Low Power Listening Concepts¶
Low-power voice-activated systems often use a staged processing approach to balance energy efficiency, responsiveness, and recognition accuracy. The idea is to keep power consumption very low during idle periods while still maintaining fast activation when speech or a wake word is detected.
Every stage must be designed carefully to spend the least amount possible in the higher power modes.
Fig. 22 Four (possible) steps of waking up a system from low power listen to full operation¶
1st Stage: Smart Microphone with Basic Level Detector or VAD¶
The first stage typically operates at ultra-low power, often implemented directly inside a smart microphone module. It performs only very simple tasks:
Monitoring sound level thresholds
Detecting basic activity such as speech-like patterns
Optionally performing a primitive VAD (Voice Activity Detection).
Its goal is not to recognise words but simply to determine whether something interesting enough to proceed to the next stage is happening in the acoustic scene.
This stage filters out silence and background noise while keeping the rest of the system asleep. Because it consumes only microwatts to milliwatts, it significantly extends battery life in portable or always-on devices.
For wake-up, only one microphone within an array needs to be capable of VAD/level detection. As microphones within a composed array should be of the same type (and in best case, similar production lot), it may be indicated to use either an additional smart microphone (and a regular array that is woken up with the DSP) or use identical smart microphones for all array positions.
2nd Stage: XCORE in Low-Power Mode Running VAD¶
Once the microphone indicates potential speech activity, the XCORE device wakes into a low-power monitoring mode. At this stage, the system performs a more accurate VAD pass.
This stage confirms whether the detected activity actually resembles human speech, ruling out impulsive noise, mechanical clicks, pets, or background ambience.
Key functions:
Robust Voice Activity Detection
Optional DOA (Direction of Arrival) to confirm talker location
Noise gating or early filtering.
This stage reduces false triggers and avoids waking the full system unnecessarily.

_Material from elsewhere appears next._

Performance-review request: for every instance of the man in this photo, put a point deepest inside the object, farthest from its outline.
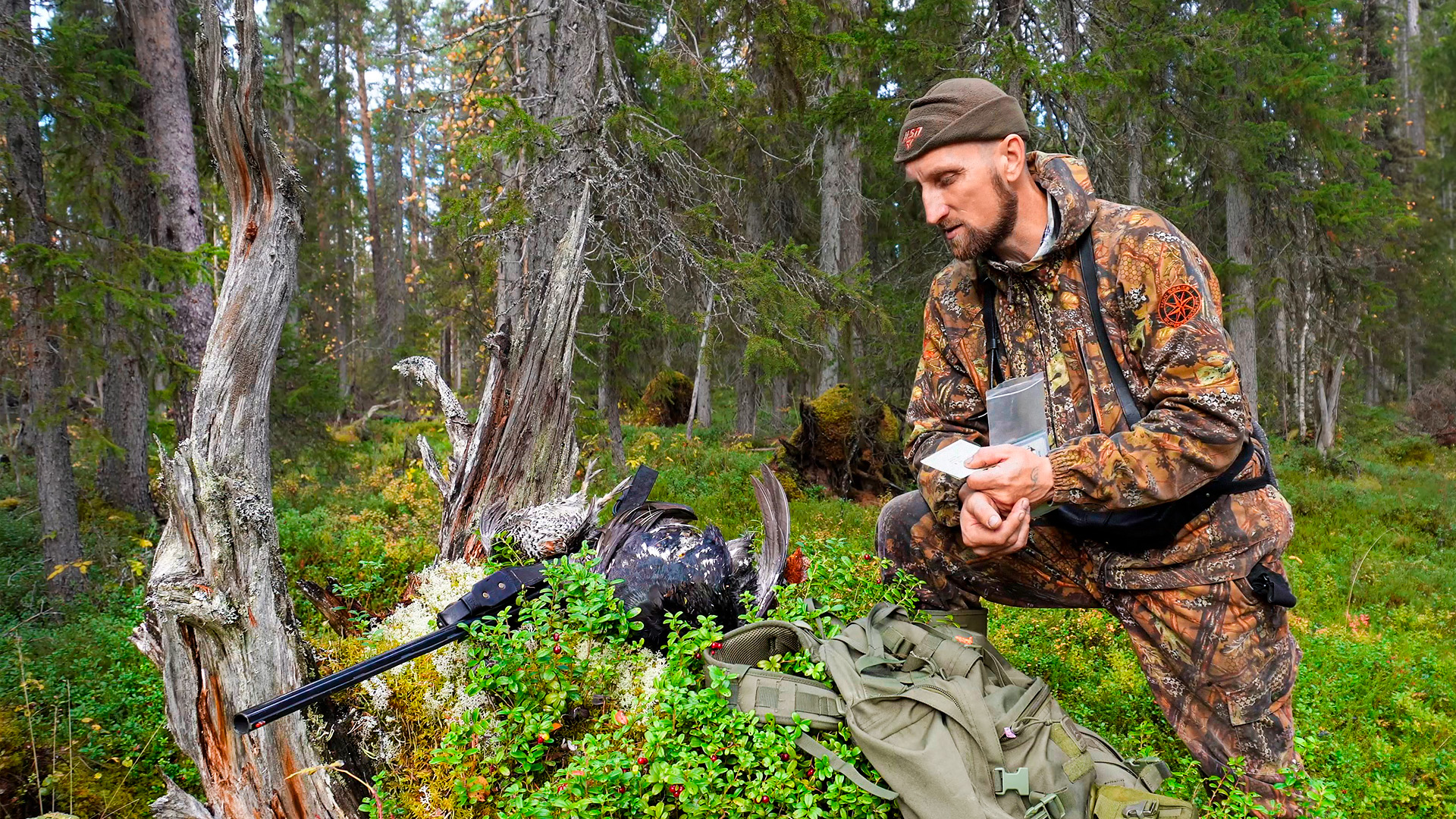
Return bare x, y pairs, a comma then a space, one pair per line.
1219, 656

The transition from second to third stage is just changing the internal processor configuration:
Increase CPU clock
Enable second core / crossbar switches
Enable IO-Tiles
Power up external flash memory and start reading AI/ASR-model.
3rd Stage: XCORE in Full-Power Mode Running Automatic Speech Recognition¶
Once confident speech is present, the XCORE ramps up to full processing power. It now runs wake-word detection or lightweight on-device ASR.
Typical tasks include:
Detecting hotwords (“Hey Device”, other application-specific triggers)
Running small DNN models for command recognition
Applying beamforming, denoising or echo suppression to clean the audio
passing higher-quality features or audio frames to downstream processors
This stage is where true understanding begins. If the system is a voice-control system with all processing on XCORE, control logic and actuator control will be run directly from this stage.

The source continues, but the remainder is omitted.